The sovereign debt crisis will only get worse … And then out of Götterdämmerung, an investment flame out, a European Chancellor, will arise to establish order. The Sovereign will be one who has credentials, such as that of having been awarded the Charlemagne Prize. Candidates for the EU Leadership include Herman van Rompuy, Angela Merkel or John Redwood or Tony Blair
And a Banker, that is a Seignior, such as Wolfgang Schäuble, or Olli Rehn, or Jean-Claude Trichet, or Gordon Brown or Jose Manuel Barroso, or Giulio Tremonti or Jean-Claude Juncker or Nicolas Sarkozy or Christine Lagarde will rise to provide credit. The Seignior’s word will be like that of Mr. Yu Yongding, providing both seigniorage and money good to investment vehicles he deems worthy.
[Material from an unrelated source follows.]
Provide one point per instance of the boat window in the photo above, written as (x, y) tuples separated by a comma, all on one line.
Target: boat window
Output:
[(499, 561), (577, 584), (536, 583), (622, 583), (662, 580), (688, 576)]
Gold mining stocks have once again disconnected from the price of gold, as can be seen in the chart of GDX:GLD. Gold mining stocks have always been and always will be a swing trade; today was a strong swing trade in the gold mining stocks, nothing more and nothing less. Holding gold stocks will not preserve one’s wealth.
The HUI Precious Metal Mining Stocks, ^HUI, generally make turns lower with US Treasury Bonds, $USB, as is seen in the chart of $HUI:$USB.
I encourage that one invest in and take personal possession of gold bullion, $GOLD as it is the sovereign currency: it maintains its value in terms of national currencies as can be seen in the chart of gold relative to the Australian Dollar: GLD:FXA.
Stocks are headed down as the chart of the small cap value shares relative to the small cap growth shares RSV:RZG, suggests that currency deflation, that is debt deflation, has again returned to the financial market place just as it did in April when the currency traders sold the major currencies and the emerging market currencies against the US Dollar with the onset of the sovereign debt crisis.
It may, or it may not be, that the US Dollar will be sold at this time. The chart of the US Dollar, $USD, shows a close at 80.85; it could easily go into sideways consolidation before falling lower with the currencies as sovereign debt crisis spread across the globe. The bond vigilantes have the upper hand, and it will be their choice of which sovereign interest rate to call higher. The 30 Year US Government Bond, EDV, traded unchanged today as did world government bonds, BWX.